The Attorney General letter sent to the Governor of Colorado referencing a report from the Rocky Mountain High Intensity Drug Trafficking Area agency did not come as a surprise because similar letters have been sent to other states. Jeff Sessions is biased against marijuana, however if the report is accurate then Colorado does have some work to do. The report may be taking information out of context, but one way or another, Jeff Sessions is still very focused on states that have legalized marijuana. Are you comfortable with Jeff Sessions as the Attorney General?
Attorney General Jeff Sessions is questioning the efficacy of marijuana regulatory structures in Colorado in a letter to Gov. John Hickenlooper obtained by The Cannabist.
The letter dated July 24 arrived at the Colorado Capitol late Thursday, officials said. In it, Sessions cited data from a September 2016 report by the Rocky Mountain High Intensity Drug Trafficking Area (HIDTA), a federally funded agency operated out of the White House’s Office of National Drug Control Policy.
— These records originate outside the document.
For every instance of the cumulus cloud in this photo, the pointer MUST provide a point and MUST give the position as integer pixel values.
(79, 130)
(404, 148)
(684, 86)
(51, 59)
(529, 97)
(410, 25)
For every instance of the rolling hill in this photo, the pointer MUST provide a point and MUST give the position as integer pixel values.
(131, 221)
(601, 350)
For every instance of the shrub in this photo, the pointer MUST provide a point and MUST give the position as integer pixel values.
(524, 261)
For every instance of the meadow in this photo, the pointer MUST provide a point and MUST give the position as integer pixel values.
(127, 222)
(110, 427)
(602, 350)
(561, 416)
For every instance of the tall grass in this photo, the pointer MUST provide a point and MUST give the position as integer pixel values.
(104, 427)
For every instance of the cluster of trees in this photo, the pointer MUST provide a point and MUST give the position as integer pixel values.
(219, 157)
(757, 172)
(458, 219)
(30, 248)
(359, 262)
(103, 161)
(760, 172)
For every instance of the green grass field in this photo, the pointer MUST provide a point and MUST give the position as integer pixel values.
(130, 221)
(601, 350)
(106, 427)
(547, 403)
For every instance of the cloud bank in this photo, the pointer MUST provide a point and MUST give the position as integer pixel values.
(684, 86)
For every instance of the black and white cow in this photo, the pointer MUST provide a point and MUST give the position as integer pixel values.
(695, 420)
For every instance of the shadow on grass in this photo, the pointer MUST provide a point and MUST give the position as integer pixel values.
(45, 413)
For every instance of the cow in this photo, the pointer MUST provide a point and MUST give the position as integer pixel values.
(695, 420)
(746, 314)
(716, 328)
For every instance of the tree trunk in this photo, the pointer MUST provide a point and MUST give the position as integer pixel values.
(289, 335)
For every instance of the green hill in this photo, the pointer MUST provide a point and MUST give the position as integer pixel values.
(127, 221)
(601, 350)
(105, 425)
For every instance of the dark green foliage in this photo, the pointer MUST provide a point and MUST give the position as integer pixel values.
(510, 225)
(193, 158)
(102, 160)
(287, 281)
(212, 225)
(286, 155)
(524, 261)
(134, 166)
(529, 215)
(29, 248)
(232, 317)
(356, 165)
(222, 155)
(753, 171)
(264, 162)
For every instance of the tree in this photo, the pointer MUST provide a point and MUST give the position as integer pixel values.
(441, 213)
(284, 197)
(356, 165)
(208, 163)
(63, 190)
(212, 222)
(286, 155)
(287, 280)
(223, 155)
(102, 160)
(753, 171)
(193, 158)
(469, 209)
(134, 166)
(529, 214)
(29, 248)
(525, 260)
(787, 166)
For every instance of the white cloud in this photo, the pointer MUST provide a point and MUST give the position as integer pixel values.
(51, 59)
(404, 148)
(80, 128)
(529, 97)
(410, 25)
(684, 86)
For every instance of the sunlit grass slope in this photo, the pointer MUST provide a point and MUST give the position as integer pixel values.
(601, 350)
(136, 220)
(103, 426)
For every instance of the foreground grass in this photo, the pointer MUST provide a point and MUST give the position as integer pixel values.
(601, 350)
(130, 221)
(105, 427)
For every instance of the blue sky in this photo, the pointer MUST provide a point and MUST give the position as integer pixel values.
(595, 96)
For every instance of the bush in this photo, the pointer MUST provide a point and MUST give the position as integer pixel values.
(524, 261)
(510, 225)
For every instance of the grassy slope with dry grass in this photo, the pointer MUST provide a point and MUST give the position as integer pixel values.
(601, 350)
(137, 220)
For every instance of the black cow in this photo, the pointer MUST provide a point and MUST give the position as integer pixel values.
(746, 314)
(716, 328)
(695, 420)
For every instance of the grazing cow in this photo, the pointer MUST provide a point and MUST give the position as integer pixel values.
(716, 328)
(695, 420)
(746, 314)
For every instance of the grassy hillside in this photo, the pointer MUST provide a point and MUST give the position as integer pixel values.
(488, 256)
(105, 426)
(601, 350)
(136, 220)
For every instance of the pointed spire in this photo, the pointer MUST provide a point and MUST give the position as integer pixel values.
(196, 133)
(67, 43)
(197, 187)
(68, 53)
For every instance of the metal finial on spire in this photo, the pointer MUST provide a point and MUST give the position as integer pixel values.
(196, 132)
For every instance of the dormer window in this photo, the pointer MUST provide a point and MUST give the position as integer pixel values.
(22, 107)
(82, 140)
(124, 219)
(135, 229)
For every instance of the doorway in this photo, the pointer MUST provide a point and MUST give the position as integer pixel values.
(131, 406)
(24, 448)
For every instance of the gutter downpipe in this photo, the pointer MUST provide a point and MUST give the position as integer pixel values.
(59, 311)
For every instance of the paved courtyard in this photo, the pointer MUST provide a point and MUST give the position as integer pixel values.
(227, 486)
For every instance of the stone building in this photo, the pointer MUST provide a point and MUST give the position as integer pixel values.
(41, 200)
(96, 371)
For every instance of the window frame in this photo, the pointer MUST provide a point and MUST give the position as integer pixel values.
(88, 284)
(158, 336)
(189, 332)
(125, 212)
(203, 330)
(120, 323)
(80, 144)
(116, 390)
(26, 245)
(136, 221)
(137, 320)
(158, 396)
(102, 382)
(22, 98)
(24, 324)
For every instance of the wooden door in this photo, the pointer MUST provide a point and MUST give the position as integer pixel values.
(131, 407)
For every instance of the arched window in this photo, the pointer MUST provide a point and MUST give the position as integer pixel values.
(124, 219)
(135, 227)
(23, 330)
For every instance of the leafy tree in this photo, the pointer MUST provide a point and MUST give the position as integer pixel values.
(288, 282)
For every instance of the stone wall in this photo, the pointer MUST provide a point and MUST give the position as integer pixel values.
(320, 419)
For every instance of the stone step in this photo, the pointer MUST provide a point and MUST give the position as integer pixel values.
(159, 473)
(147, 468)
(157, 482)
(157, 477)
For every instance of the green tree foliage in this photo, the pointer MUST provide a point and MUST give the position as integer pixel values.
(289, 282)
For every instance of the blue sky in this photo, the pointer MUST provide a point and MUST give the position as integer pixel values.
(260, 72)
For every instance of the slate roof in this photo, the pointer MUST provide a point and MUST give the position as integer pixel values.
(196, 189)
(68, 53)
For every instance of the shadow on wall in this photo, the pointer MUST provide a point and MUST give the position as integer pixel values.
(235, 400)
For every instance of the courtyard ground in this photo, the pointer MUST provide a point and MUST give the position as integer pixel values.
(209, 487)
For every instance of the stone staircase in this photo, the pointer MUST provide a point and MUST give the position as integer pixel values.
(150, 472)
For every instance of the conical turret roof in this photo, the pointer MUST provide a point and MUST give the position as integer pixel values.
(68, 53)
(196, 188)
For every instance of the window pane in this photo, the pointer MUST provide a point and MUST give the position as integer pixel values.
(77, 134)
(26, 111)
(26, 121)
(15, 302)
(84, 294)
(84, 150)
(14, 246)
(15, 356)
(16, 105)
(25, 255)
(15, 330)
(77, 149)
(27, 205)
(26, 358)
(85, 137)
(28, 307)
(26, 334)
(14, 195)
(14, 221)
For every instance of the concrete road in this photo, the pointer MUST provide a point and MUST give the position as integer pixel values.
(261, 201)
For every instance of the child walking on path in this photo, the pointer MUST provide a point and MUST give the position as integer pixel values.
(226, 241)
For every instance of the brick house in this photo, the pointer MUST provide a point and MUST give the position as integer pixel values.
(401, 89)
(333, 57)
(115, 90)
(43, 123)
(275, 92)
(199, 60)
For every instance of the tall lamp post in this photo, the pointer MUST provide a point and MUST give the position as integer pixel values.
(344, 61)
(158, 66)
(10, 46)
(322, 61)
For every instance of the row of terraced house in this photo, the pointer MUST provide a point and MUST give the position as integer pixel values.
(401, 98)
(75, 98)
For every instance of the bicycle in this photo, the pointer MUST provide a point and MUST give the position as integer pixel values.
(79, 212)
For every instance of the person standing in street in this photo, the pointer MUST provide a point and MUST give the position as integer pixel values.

The report claimed increases in highway patrol seizures, youth use, traffic deaths and emergency department visits since Colorado legalized adult-use sales of cannabis in 2014, according to the letter.
Closing out the letter, Sessions wrote:
“These findings are relevant to the policy debate concerning marijuana legalization. I appreciate your offer to engage in a continuing dialogue on this important issue. To that end, please advise as to how Colorado plans to address the serious findings in the Rocky Mountain HIDTA report, including efforts to ensure that all marijuana activity is compliant with state marijuana laws, to combat diversion of marijuana, to protect public health and safety, and to prevent marijuana use by minors. I also am open to suggestions on marijuana policy and related matters as we work to carry out our duties to effectively and faithfully execute the laws of the United States.”
The letter’s structure and message were nearly identical to that of a separate letter Sessions sent to Washington Gov. Jay Inslee, a correspondence that the Huffington Post obtained and reported late Thursday evening.
Notable passages in both letters highlight where Sessions sees flexibility for federal enforcement actions under the 2013 Cole Memorandum — Obama-era guidance for how prosecutors and law enforcement could prioritize their marijuana-related enforcement efforts.
The letters are a response to an April 3 letter from Hickenlooper and the governors of Alaska, Oregon and Washington, that implored the attorney general and treasury secretary to “engage with us before embarking on any changes to regulatory and enforcement systems.”
“The Department remains committed to enforcing the Controlled Substances Act in a manner that efficiently applies our resources to address the most significant threats to public health and safety,” Sessions wrote in his response. “I look forward to working with you on these issues.”